The gastric sleeve is currently the most popular weight loss procedure around the world.
The operation involves removing 80-90% of your stomach, resulting in a new stomach volume of approximately half a cup (100-150ml).
A smaller stomach means that you can only eat a small amount of food and it is therefore considered a “restrictive” operation.
The portion of stomach removed produces Ghrelin (a hormone that makes you feel hungry). This leads to a drop of these levels in your body and a loss in your appetite.
As a consequence of a reduction in ghrelin levels and a smaller stomach, you don’t feel hungry, and when you do eat, you can only eat small volumes. This ultimately leads to weight loss. On average, you will lose between 60-70% of your excess weight.
Some of the specific complications of laparoscopic gastric sleeve include:
- Staple-line leak (1-2%) – this may occur within the first two weeks after surgery. The stomach contents can leak into the abdomen due to failure of the staple line to heal. Further surgery/procedures may be necessary as well as a prolonged hospital stay.
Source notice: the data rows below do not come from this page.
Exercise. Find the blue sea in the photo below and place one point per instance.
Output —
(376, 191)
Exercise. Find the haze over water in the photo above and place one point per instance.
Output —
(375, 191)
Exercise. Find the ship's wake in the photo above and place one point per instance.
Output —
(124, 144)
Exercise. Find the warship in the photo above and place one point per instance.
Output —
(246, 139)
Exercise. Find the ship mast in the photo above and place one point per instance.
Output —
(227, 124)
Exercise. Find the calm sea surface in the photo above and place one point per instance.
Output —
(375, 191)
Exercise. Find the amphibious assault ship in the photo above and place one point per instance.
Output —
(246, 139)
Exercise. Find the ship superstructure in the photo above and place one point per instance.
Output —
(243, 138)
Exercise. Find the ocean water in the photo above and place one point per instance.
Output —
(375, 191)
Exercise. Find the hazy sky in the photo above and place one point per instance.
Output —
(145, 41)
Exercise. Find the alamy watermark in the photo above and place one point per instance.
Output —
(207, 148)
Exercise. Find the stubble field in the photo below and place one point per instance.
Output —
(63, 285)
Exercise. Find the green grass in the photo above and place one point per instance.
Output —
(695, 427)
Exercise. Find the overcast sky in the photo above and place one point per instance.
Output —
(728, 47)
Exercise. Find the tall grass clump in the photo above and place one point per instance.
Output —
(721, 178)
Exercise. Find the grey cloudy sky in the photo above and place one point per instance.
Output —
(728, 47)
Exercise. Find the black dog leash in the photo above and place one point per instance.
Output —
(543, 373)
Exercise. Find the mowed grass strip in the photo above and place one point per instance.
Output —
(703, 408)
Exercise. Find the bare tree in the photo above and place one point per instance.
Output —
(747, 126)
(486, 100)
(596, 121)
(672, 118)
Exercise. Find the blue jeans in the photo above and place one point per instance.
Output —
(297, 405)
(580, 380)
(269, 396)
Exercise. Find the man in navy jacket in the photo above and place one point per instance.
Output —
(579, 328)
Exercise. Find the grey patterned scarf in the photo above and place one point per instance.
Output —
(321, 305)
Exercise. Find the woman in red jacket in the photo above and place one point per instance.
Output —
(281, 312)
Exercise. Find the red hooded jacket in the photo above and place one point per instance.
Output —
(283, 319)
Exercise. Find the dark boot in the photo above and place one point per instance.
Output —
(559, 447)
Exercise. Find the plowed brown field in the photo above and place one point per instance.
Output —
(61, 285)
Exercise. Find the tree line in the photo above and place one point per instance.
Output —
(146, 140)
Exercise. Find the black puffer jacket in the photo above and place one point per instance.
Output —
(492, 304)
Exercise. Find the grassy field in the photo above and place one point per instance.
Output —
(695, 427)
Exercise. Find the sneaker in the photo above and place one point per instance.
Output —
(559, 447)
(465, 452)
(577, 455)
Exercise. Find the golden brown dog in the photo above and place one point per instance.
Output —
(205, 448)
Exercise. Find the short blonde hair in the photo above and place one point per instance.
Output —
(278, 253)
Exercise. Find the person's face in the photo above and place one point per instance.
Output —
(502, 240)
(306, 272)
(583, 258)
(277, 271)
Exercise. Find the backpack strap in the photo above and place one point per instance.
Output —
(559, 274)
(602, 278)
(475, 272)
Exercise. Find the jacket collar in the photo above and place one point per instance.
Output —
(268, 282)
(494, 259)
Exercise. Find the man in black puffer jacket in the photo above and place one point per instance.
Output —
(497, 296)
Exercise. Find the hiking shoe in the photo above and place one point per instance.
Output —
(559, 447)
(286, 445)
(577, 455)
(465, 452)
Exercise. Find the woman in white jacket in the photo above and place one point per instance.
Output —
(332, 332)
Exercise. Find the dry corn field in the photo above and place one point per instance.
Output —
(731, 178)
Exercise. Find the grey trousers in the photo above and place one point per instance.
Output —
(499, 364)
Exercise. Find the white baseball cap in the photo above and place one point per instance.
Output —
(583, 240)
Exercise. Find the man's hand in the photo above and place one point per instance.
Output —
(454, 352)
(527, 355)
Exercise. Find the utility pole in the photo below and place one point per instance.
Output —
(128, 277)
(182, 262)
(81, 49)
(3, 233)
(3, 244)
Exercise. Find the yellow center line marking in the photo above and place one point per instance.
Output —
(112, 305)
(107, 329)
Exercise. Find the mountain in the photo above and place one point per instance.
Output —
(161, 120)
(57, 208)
- stricture/Stenosis (1-2%) – a narrowing may occur half way down the sleeve. This can occur several months after the operation. This may require stretching up with a balloon, or placement of a stent (tube) within the sleeve, and removal 4 weeks later. Occasionally, revisional surgery may be required.
- Acid reflux – you may get symptoms of heartburn. Most times, this can be treated with medications. Revisional surgery is sometimes necessary.
- Nutritional deficiencies – even though you will need to take multivitamin supplements, you can become low in certain vitamins or minerals. Additional supplementation may be necessary. You will require lifelong follow-up and blood tests to monitor for potential deficiencies.
- Port site pain – particularly on the right side of the abdomen (associated with removal of stomach). This may last for several weeks after surgery.